How Climate Change became Controversial
The OSU Department of Sociology presents guest speaker Professor Riley E. Dunlap, who will present How Climate Change became Controversial in 248 Townshend Hall.
Global warming was recognized as a problem by the early 1990s, but a long-term and ever-evolving campaign to deny its reality and significance has turned contemporary anthropogenic climate change into a major controversy. The basic findings of climate science are constantly challenged by a growing set of interconnected actors who portray climate change as uncertain, even a hoax, leading significant segments of the public and numerous policy-makers to dismiss its importance—and thus the need to take action to reduce carbon emissions. Key actors in what has been termed the “denial counter-movement,” the economic and ideological interests motivating them, and the primary strategies and tactics they employ will be outlined, drawing on a growing body of social science research. Finally, a brief assessment of the wide-ranging impacts of climate change denial, including the obstruction of USA and international policy-making, will be given.

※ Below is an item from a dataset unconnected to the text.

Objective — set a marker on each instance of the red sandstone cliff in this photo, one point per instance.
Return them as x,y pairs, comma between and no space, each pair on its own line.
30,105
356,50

Riley E. Dunlap is Regents Professor and Laurence L. and Georgia Ina Dresser Professor in the Department of Sociology at Oklahoma State University. He chaired the American Sociological Association’s Task Force on Sociology and Global Climate Change, and is senior editor of the resulting volume: Society and Climate Change: Sociological Perspectives (Oxford University Press, 2015). His prior books include the Handbook of Environmental Sociology (Greenwood Press, 2002) and Sociological Theory and the Environment (Rowman-Littlefield 2002), both of which he co-edited.